Editor in Chief: Moh. Reza Huwaida Friday, July 5th, 2024

Labor Day in Afghanistan

The international Labor Day, today, is being marked in Afghanistan and across the world. As for the millions of workers around the world, this day has a special message for Afghan workers too – fight for your right. But awareness is so low that majority of the poor Afghan workers do not have even a little bit of know-how about their day.

Poverty has grabbed them in such a way that they have no time to raise their voice on this specified day against the deprivations they face. At least over the last 12 years – a period considered golden for Afghanistan as it has received billions of dollars in aid from the international community – the workers have availed no benefit while poverty has extended further to sophisticate their living. The Afghan government has turned a blind eye over the workers’ plight causing their hopes to die. The troubles the Afghan workers are facing are grave and multiple. Poverty serves as their biggest problem.   
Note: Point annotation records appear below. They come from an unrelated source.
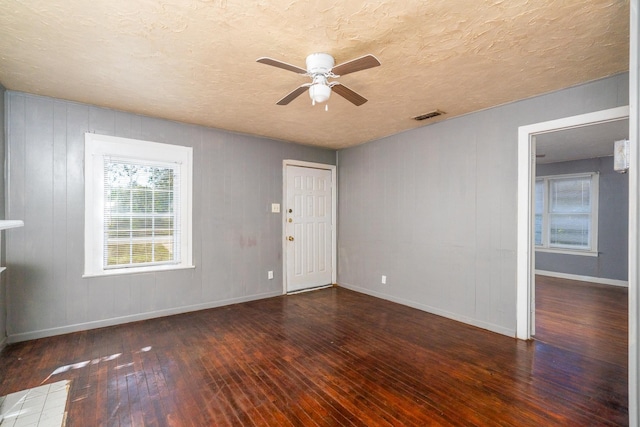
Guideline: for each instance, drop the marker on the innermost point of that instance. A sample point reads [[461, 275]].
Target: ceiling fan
[[320, 67]]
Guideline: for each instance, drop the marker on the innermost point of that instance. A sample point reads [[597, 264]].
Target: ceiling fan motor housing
[[319, 63]]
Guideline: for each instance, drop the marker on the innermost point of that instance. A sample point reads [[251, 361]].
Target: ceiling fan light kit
[[320, 67]]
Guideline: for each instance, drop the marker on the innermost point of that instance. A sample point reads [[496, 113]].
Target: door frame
[[334, 210], [525, 251]]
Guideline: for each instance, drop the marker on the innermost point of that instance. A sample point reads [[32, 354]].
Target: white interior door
[[308, 227]]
A staggering 70 percent of Afghans survive on less than two dollars per day. Afghanistan is one of the poorest countries of the world where according to estimates more than 10 million people suffer absolute poverty. The condition is so despite the injection of billions of dollars of international aid into the economy of Afghanistan since the fall of Taliban in 2001.

Corruption is perceived an important factor that has contributed to poverty. The benefits of huge amounts of international have not reached to common Afghans as those with more political power have concentrated on gaining much profit from the prevailing chaotic situation in which the government is so weak that it cannot say a word against the worsening problem given birth by corruption. Embezzlements, nepotism, lack of transparency and accountability and failure of international community to oversight how its funds are spent in Afghanistan can be deemed major reasons for why the common Afghans have benefited the little.

The word ‘worker’ does not apply merely to adults as the number of child laborers is also quite high in this country. In Afghanistan around 21 percent of child workers are employed in shops; 13 percent work as street vendors. Others work in vehicle repair, metal workshops, tailoring and farming. In Kabul and many other major cities of Afghanistan, there street children who shine shoes, beg, clean cars and collect and sell scrap metal, paper and firewood.

The condition of Afghan workers can only change for better, if there is a true willingness in government to support them, help them to become skillful and make proper uses of them in agricultural, industrial and mining sectors. Currently, the neighboring countries are obtaining more benefit from Afghan labors - who work at low wages - than Afghanistan itself.